A man told police that after a night of heavy drinking, he wandered “into a church backyard,” passed out, and woke up to find his watch, wallet, and iPhone were missing.

Honest Abe o’ the Week: When asked why he had shoplifted a bottle of mouthwash, a man replied, “Because I’m an alcoholic.”

A woman suspects that one of her houseguests at a dinner party stole six silver grapefruit spoons worth $264.
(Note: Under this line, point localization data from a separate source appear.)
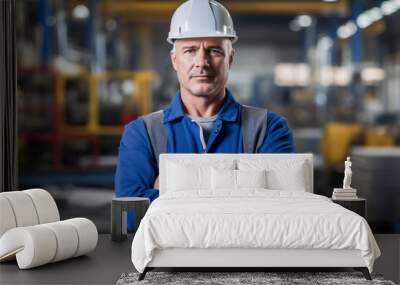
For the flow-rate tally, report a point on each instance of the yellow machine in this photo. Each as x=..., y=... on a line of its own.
x=339, y=137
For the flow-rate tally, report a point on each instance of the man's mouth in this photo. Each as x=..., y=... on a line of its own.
x=203, y=76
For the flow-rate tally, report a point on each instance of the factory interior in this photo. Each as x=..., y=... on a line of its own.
x=86, y=68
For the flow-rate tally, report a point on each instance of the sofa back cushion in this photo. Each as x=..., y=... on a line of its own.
x=180, y=172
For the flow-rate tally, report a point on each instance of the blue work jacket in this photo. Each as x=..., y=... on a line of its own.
x=137, y=167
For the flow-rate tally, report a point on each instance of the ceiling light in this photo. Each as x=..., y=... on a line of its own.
x=388, y=7
x=304, y=21
x=363, y=21
x=347, y=30
x=80, y=12
x=375, y=14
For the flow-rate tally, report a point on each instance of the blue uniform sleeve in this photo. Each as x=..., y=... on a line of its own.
x=136, y=167
x=279, y=137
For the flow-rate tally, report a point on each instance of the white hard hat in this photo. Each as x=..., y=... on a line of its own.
x=199, y=19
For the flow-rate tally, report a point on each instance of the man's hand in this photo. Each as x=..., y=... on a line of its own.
x=156, y=183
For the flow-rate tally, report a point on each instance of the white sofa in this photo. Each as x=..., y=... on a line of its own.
x=285, y=173
x=31, y=231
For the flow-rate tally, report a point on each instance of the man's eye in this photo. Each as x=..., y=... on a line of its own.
x=216, y=51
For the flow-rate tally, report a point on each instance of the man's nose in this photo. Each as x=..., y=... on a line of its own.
x=202, y=59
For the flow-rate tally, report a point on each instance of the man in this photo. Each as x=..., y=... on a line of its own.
x=203, y=117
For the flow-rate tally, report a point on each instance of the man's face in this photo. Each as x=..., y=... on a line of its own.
x=202, y=65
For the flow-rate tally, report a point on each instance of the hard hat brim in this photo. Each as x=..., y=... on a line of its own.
x=171, y=40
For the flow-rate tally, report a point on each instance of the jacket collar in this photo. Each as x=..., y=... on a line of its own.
x=228, y=112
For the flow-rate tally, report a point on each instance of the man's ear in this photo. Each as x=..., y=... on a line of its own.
x=173, y=59
x=231, y=57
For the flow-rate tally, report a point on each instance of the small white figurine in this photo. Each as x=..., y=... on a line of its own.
x=347, y=174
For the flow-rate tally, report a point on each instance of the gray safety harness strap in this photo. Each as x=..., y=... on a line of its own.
x=254, y=127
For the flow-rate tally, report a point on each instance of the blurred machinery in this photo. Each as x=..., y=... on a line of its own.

Insane Overreaction o’ the Week: While driving downtown, a woman honked her horn at another driver who had performed an illegal U-turn in front of her. The U-turner responded by following the woman home, keying her car with an arm held out the window, throwing a perfume bottle at the car, and yelling things like, “You best not sleep,” “I’ll be back,” and “My name is Sadi, you better know who you’re messing with.”

Somebody keyed the letters VW in the rear passenger door of a car. The Volkswagen gang must be moving in on Audi turf.

After being pulled over for a window tint violation and failing to use a turn signal, a man told police, “I’m going to jail, I have weed in my shoe.” He then took off his shoes and put himself in the handcuffing position. He had somehow crammed a bag in his shoe containing 27 grams of marijuana.

Police received a call about a semi-conscious man who was found lying on his back in a pool of blood on the front porch of an apartment. According to an incident report, police believe the man got drunk, walked to a nearby apartment, punched a window, and then stumbled to a neighboring apartment before falling down on the porch.

Polite Thief o’ the Week: Somebody stole a tire from a vehicle and replaced it with a spare.